(Más sobre el amor a los 50).
Son maduros pero se conservan joviales. Están en buena forma física y mental, aunque las canas ya son visibles y el abdomen ha ganado curvatura. Son aceptablemente guapos, razonablemente sanos, aparentemente felices.
Trabajan en una multinacional (él) o en la Administración (ella), en un puesto ya consolidado, de considerable prestigio aunque algo aburrido. Tienen dos hijos, varón y hembra, estupendos chicos que nunca les han dado problemas dignos de consideración.
Este año harán sus bodas de plata e invitarán a su familia y a sus amigos que responden, casi todos, a su misma descripción. Lo celebrarán en un restaurante u hotel y será como volver a casarse: tarta y orquesta, sólo que ahora también están los niños, que participan con ilusión en la fiesta de papá y mamá.
No hay en sus vidas ninguna grieta por la que se les haya escapado algo impredecible.
Son sus conversaciones siempre parecidas, educadas, versan sobre generalidades y sobre todo, sobre sus hijos: qué estudian, cuál es el deporte en el que destacan, qué les compraron, dónde fueron de vacaciones... Son en fin, la pareja ideal que yo no tuve, la prole perfecta que no supe construir.
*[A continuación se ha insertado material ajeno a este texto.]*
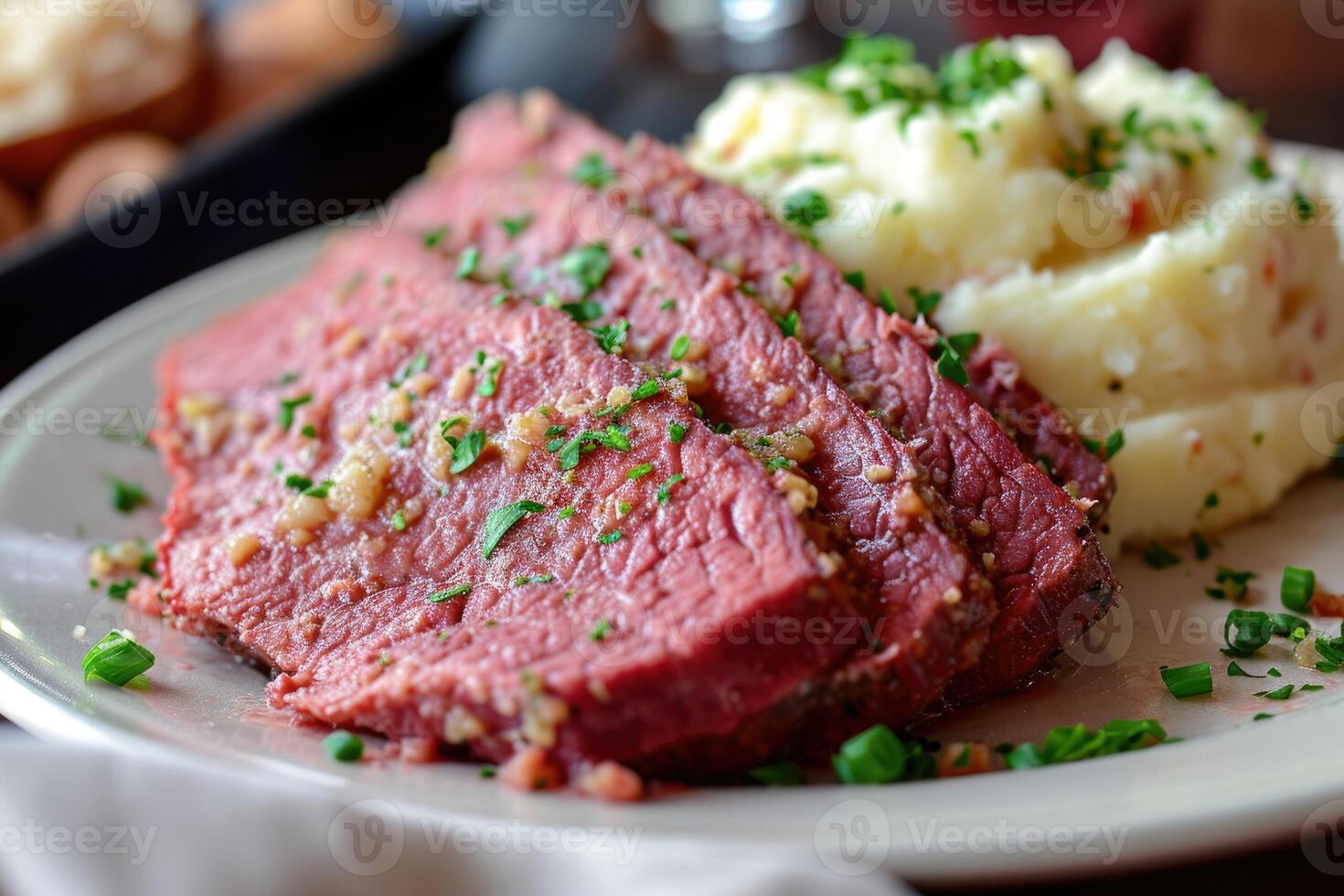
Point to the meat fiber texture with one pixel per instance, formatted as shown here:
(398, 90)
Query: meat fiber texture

Inspiran algo de ¿sana? envidia, también suscitan la duda sobre si todo ese castillo se sustentará sobre cimentación sólida o sobre arenas movedizas.
Ellos seguramente sienten, cuando me miran, que perdieron su libertad pero… ¡están tan orgullosos de su familia!
Las estadísticas (me dijo Manolo Diego, psicoterapeuta) cantan que hay:
- Un tercio de uniones estables.
- Un tercio que deciden romper el vínculo.
- Un tercio que no funcionan pero no se atreven a romper.
(NOTA POSTERIOR: sin duda lo peor es estar en el tercero de los casos).